Ich bin dankbar für Teile der Gesellschaft, die offener reagieren und einen nicht wie einen Menschen zweiter Klasse sehen und behandeln, nur weil man sichtbar muslimisch ist“.

– Sophie, 29

Eine solche Diskriminierung kann Frauen davon abhalten, am Arbeitsmarkt teilzunehmen und sogar eine Ausbildung zu absolvieren. Einige junge muslimische Frauen entscheiden sich bei der Berufswahl nicht nur nach ihrem Interesse, sondern auch nach den potenziellen Hindernissen, die sie aufgrund ihres Hidschabs überwinden müssen.
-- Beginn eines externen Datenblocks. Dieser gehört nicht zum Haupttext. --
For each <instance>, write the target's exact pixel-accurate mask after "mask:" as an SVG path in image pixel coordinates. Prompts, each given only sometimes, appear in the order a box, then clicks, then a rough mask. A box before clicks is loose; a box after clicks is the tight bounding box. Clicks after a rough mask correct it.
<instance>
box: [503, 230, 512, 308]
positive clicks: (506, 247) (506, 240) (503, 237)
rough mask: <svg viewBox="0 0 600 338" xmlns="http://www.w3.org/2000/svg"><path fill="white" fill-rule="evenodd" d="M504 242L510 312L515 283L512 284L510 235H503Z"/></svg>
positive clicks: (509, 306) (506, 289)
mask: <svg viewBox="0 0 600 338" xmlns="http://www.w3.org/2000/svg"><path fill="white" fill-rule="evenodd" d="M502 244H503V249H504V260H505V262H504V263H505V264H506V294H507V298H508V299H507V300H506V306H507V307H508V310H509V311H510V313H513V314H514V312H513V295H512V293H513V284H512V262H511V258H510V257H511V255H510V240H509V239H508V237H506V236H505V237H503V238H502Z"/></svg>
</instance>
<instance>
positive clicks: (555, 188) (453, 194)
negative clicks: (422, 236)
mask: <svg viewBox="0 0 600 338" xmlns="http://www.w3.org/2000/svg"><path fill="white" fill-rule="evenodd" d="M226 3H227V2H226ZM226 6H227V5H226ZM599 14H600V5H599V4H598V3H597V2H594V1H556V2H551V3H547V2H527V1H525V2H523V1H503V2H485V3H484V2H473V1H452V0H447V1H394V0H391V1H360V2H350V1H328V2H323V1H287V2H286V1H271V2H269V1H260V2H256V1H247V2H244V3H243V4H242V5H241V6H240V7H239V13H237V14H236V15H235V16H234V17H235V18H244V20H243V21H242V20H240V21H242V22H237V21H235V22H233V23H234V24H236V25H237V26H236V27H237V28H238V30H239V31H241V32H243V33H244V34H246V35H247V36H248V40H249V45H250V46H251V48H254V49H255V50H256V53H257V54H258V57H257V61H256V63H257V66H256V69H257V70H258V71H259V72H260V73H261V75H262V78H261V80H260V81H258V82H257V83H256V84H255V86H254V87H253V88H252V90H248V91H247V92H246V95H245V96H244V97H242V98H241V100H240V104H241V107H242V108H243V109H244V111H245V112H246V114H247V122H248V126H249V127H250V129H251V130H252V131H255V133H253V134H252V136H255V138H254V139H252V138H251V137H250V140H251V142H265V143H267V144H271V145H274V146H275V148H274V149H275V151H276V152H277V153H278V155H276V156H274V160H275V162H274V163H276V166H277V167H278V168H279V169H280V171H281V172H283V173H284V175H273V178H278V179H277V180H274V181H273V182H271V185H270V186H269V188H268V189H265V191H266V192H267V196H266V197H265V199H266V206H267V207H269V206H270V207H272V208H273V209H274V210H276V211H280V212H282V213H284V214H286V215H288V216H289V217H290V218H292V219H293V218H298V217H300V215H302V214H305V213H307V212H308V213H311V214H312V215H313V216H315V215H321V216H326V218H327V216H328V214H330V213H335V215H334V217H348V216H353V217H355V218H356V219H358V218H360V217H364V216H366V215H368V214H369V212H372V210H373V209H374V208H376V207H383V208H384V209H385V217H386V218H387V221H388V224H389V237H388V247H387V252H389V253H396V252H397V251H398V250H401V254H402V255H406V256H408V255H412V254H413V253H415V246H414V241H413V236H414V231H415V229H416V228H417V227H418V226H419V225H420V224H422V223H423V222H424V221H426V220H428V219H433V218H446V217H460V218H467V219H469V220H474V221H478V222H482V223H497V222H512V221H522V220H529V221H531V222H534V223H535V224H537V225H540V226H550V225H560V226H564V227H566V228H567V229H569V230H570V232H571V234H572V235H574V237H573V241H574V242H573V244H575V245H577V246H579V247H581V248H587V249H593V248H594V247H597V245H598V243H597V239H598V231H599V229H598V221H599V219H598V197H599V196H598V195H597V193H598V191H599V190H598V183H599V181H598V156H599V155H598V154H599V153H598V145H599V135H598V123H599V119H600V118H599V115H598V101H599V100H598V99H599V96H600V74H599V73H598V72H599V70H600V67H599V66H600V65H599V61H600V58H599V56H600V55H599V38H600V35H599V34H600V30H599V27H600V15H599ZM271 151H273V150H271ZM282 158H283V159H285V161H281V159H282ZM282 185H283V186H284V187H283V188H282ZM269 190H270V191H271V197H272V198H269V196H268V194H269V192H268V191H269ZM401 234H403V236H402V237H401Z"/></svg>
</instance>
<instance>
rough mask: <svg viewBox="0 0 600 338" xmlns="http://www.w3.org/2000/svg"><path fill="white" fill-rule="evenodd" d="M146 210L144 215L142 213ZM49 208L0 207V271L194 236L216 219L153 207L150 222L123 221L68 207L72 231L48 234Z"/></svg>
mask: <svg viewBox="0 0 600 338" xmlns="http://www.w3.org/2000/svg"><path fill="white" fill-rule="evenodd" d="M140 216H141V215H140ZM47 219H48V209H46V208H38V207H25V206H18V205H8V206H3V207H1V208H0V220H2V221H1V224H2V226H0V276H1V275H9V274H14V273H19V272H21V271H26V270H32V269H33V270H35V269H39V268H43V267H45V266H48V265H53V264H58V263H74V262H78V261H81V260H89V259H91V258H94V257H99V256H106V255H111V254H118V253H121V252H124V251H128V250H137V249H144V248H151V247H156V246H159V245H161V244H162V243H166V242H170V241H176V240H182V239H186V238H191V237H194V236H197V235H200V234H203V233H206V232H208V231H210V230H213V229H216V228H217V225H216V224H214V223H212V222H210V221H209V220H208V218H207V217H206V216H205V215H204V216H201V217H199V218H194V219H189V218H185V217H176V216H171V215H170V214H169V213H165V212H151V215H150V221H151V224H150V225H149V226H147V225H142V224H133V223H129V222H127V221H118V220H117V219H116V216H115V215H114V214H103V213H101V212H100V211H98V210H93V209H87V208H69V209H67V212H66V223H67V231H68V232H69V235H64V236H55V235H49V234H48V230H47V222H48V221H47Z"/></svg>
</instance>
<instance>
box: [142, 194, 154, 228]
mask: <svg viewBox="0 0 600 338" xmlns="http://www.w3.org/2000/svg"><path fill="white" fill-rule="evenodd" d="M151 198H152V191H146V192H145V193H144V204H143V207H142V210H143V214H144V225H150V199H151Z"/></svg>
„Ich bin noch nicht auf dem Arbeitsmarkt, aber ich muss meine Präferenzen wegen der Diskriminierung am Arbeitsplatz ständig ändern“, sagte die 16-jährige Mariam gegenüber MEE. Gleichzeitig sagt die 25-jährige Medine, dass sie manche Jobs ganz vermeidet: „Ich bewerbe mich bewusst nirgends, wo ich direkten Kundenkontakt habe, um die Hindernisse der Neutralität zu vermeiden.“

Eine muslimische Frau wird also nicht nach ihren Qualifikationen beurteilt, sondern danach, ob sie „deutsch“ genug ist, um zu arbeiten. Zulal, 27, erzählte MEE, dass, wenn sie sich für einen Job bewirbt und ein Vorstellungsgespräch bekommt, über ihre Qualifikationen „vielleicht fünf Minuten gesprochen“ wird, während ihr Kopftuch 15 Minuten Diskussion auslöst.

Die meisten muslimischen Frauen in Deutschland wollen einfach nur gleichberechtigt behandelt werden. Wie Sophie, 29, es ausdrückt: „Das Leben in dieser Gesellschaft ist hart, anstrengend und psychisch schmerzhaft. Gleichzeitig bin ich dankbar für Teile der Gesellschaft, die offener reagieren und einen nicht wie einen Menschen zweiter Klasse sehen und behandeln, nur weil man sichtbar muslimisch ist.“ Übersetzt mit Deepl.com

Hebh Jamal setzt sich gegen Bildungsungleichheit, Islamophobie und die Besetzung Palästinas ein.